If $x^2 \alpha+y^2 +2\beta y =a^2$ represents a pair of perpendicular lines, then $|\frac{\beta}{\alpha}|=$

• A. 0
• B. 1
• C. a
• D. $\frac{a^2}{\beta}$

Answer 1

Answer: (A)

0

Answer 2

The general equation of a second-degree curve is $Ax^2 + 2Hxy + By^2 + 2Gx + 2Fy + C = 0$. The given equation is $\alpha x^2 + y^2 + 2\beta y - a^2 = 0$. Comparing the coefficients, we have: $A = \alpha$ $H = 0$ $B = 1$ $G = 0$ $F = \beta$ $C = -a^2$

For the equation to represent a pair of perpendicular lines, the condition is $A + B = 0$. Substituting the values of $A$ and $B$: $\alpha + 1 = 0$ $\implies \alpha = -1$.
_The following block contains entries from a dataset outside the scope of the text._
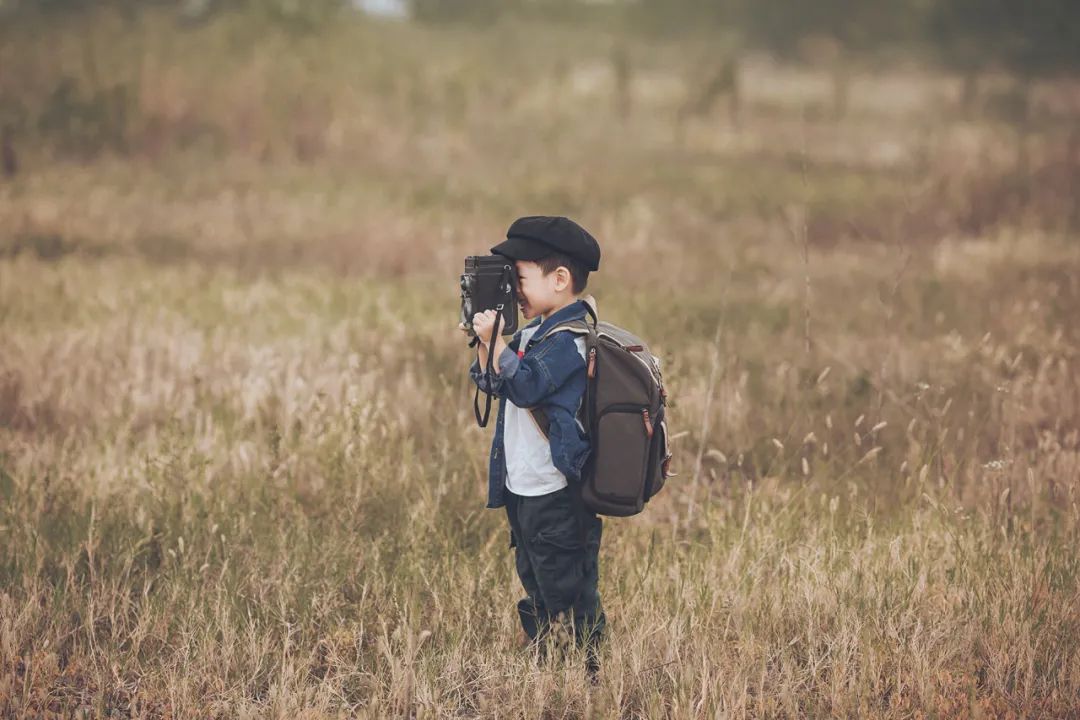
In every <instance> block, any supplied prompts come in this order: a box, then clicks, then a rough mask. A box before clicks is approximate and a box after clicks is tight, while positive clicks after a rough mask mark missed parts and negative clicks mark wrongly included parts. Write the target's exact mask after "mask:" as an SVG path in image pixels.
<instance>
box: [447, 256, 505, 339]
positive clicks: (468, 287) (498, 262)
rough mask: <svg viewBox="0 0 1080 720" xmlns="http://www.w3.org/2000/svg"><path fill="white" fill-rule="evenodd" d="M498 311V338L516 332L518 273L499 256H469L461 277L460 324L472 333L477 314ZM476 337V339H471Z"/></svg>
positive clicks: (503, 256)
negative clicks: (500, 336)
mask: <svg viewBox="0 0 1080 720" xmlns="http://www.w3.org/2000/svg"><path fill="white" fill-rule="evenodd" d="M485 310H498V311H499V315H500V317H499V320H498V325H497V328H498V330H499V332H500V334H501V335H513V334H514V332H516V331H517V269H516V268H515V267H514V261H513V260H511V259H510V258H508V257H505V256H502V255H472V256H469V257H467V258H465V271H464V272H463V273H461V324H462V325H463V326H464V327H465V329H468V330H469V331H470V332H472V318H473V315H475V314H476V313H478V312H484V311H485ZM473 337H475V335H474V336H473Z"/></svg>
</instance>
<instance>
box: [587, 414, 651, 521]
mask: <svg viewBox="0 0 1080 720" xmlns="http://www.w3.org/2000/svg"><path fill="white" fill-rule="evenodd" d="M652 434H653V427H652V419H651V418H650V416H649V408H648V407H646V406H643V405H612V406H610V407H608V408H607V409H606V410H604V412H603V413H602V415H600V416H599V419H598V421H597V423H596V438H595V440H594V444H595V447H596V459H597V460H596V465H595V467H594V480H593V487H594V488H595V490H596V493H597V494H598V495H602V497H604V498H607V499H609V500H613V501H619V502H635V501H637V500H639V499H640V498H642V491H643V488H644V487H645V479H646V473H647V472H648V467H649V451H650V448H651V446H652Z"/></svg>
For the equation to represent a pair of lines, the discriminant must be zero: $\Delta = ABC + 2FGH - AF^2 - BG^2 - CH^2 = 0$. Substituting the coefficients: $\Delta = (\alpha)(1)(-a^2) + 2(\beta)(0)(0) - (\alpha)(\beta)^2 - (1)(0)^2 - (-a^2)(0)^2 = 0$ $\Delta = -\alpha a^2 - \alpha \beta^2 = 0$ $\Delta = -\alpha (a^2 + \beta^2) = 0$.

Since $\alpha = -1$, we substitute this into the discriminant equation: $-(-1) (a^2 + \beta^2) = 0$ $1 (a^2 + \beta^2) = 0$ $a^2 + \beta^2 = 0$.

Assuming $a$ and $\beta$ are real numbers, the equation $a^2 + \beta^2 = 0$ implies that $a^2 = 0$ and $\beta^2 = 0$. This means $a = 0$ and $\beta = 0$.

The question asks for the value of $|\frac{\beta}{\alpha}|$. $|\frac{\beta}{\alpha}| = |\frac{0}{-1}| = 0$.